Spike timing as information. In biological neural networks, information is encoded not only in which neurons fire but in the precise timing of their firing relative to each other and to ongoing network rhythms. Spiking neural networks preserve this temporal dimension; conventional artificial neural networks, which transmit continuous activation values at each layer without temporal specificity, discard it. The temporal information enables forms of binding—linking information from different sensory modalities or different time points into a unified percept or concept—that continuous networks cannot achieve without additional mechanisms.
Energy efficiency through sparsity. Biological neurons fire rarely relative to the number of possible spike times—a sparse coding strategy that allows the brain to process enormous complexity with roughly twenty watts of power. SNNs inherit this sparsity: at any given moment, most neurons are not firing. Conventional deep learning, by contrast, requires dense matrix multiplications in which every weight is active for every forward pass.
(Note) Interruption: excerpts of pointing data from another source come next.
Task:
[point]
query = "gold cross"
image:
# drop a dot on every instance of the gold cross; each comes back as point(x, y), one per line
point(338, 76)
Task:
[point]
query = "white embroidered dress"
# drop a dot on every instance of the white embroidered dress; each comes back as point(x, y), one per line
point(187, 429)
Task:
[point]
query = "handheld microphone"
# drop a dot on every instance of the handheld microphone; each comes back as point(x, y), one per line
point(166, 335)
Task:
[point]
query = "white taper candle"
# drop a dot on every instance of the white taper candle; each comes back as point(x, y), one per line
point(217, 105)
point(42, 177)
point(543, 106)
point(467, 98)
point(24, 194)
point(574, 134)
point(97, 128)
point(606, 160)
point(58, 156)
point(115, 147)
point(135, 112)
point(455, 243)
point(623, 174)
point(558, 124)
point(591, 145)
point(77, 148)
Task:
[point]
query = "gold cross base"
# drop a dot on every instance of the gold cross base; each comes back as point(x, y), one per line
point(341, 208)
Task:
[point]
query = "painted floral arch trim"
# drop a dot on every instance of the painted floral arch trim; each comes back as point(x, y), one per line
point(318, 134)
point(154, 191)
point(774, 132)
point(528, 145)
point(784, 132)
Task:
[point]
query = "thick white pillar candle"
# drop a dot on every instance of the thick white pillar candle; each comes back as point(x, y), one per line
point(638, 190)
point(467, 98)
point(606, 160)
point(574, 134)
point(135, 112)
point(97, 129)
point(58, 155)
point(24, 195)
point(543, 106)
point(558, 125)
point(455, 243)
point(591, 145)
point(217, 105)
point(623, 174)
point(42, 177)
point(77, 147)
The energy difference is significant both for practical deployment and as a potential signal about the computational principles that intelligence actually uses.
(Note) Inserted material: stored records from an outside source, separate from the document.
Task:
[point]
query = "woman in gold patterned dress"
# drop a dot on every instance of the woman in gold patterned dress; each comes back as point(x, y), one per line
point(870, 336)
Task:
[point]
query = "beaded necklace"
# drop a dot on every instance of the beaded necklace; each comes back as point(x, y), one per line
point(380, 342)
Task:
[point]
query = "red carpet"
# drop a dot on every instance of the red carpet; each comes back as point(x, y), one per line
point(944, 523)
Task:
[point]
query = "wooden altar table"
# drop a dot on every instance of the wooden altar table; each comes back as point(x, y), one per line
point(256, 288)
Temporal integration and self-modeling. The BrainCog platform uses spiking dynamics to enable forms of temporal integration—linking sensory events across time—that Zeng argues are prerequisites for self-modeling: the brain's ongoing representation of itself as an entity with a history, a location in space, and a perspective on the world. A system without temporal integration cannot build the kind of persistent self-model that genuine wisdom seems to require. A system without a self-model cannot perceive what a situation calls for from its particular vantage point.
Social cognition and theory of mind. The BrainCog platform includes modules for social cognition inspired by mirror neuron systems—neural circuits that respond both when an action is performed and when it is observed in another agent. These modules attempt to provide what Zeng calls genuine theory of mind: not a statistical approximation of what other agents say but a representation of other agents as having states, interests, and perspectives that matter. Whether these modules succeed is an open empirical question. What is not in question is that they are attempting something structurally different from what large language models do.